Robo-DM: Data Management For Large Robot Datasets
Kaiyuan Chen, Letian Fu, David Huang, Yanxiang Zhang, Lawrence Yunliang Chen, Huang Huang, Kush Hari, Ashwin Balakrishna, Ted Xiao, Pannag R Sanketi, John Kubiatowicz, Ken Goldberg
TL;DR
Robo-DM introduces a unified EBML-based container for multi-modal robot data (vision, language, action) to address the storage, transmission, and loading bottlenecks of large teleoperated datasets. The framework combines self-contained data storage, flexible lossy and lossless video compression, memory-mapped caching, and load-balancing to deliver dramatic data-size reductions (up to ~70x lossy, ~3.5x lossless) and faster loading compared to prior formats.
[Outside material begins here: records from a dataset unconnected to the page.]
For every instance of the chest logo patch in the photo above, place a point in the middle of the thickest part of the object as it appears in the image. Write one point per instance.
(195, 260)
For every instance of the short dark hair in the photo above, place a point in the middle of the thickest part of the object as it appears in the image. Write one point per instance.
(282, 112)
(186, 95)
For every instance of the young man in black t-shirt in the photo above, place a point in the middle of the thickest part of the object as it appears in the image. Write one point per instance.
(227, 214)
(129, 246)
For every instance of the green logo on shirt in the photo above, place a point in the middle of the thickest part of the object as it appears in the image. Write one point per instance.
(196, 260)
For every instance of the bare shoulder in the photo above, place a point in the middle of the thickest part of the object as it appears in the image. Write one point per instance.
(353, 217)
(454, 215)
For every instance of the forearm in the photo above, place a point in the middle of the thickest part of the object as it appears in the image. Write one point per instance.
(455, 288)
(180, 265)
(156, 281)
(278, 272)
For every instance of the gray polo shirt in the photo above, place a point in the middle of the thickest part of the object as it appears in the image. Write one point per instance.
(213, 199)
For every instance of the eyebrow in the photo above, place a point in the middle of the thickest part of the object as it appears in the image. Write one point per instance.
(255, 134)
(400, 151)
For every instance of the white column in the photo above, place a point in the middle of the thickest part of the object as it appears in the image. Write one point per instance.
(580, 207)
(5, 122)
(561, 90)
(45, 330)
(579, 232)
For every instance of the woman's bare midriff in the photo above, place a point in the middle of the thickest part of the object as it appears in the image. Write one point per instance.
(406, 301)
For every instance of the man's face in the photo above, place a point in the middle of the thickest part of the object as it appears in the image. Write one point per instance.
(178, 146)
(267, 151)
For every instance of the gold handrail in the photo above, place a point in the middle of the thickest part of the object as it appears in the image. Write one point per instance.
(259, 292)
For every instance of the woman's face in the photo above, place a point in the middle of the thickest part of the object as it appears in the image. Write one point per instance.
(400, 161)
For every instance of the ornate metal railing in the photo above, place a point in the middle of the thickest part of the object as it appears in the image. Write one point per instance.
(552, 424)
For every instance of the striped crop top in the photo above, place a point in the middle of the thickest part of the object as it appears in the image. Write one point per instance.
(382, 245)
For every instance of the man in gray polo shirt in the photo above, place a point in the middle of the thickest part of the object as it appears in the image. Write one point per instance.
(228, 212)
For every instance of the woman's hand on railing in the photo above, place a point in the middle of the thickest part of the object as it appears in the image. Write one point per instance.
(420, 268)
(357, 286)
Empirical evaluations on Open-X-Embodiment show substantial throughput improvements and minimal degradation in downstream tasks, with case studies including fine-tuning Octo and In-Context Robot Transformer training demonstrating practical utility. Overall, Robo-DM enables scalable, cost-efficient training of large robotic models by streamlining data collection, management, and integration with existing ML pipelines and ROS2 tooling.
Abstract
Recent results suggest that very large datasets of teleoperated robot demonstrations can be used to train transformer-based models that have the potential to generalize to new scenes, robots, and tasks. However, curating, distributing, and loading large datasets of robot trajectories, which typically consist of video, textual, and numerical modalities - including streams from multiple cameras - remains challenging. We propose Robo-DM, an efficient open-source cloud-based data management toolkit for collecting, sharing, and learning with robot data. With Robo-DM, robot datasets are stored in a self-contained format with Extensible Binary Meta Language (EBML). Robo-DM can significantly reduce the size of robot trajectory data, transfer costs, and data load time during training. Compared to the RLDS format used in OXE datasets, Robo-DM's compression saves space by up to 70x (lossy) and 3.5x (lossless). Robo-DM also accelerates data retrieval by load-balancing video decoding with memory-mapped decoding caches. Compared to LeRobot, a framework that also uses lossy video compression, Robo-DM is up to 50x faster when decoding sequentially. We physically evaluate a model trained by Robo-DM with lossy compression, a pick-and-place task, and In-Context Robot Transformer. Robo-DM uses 75x compression of the original dataset and does not suffer reduction in downstream task accuracy.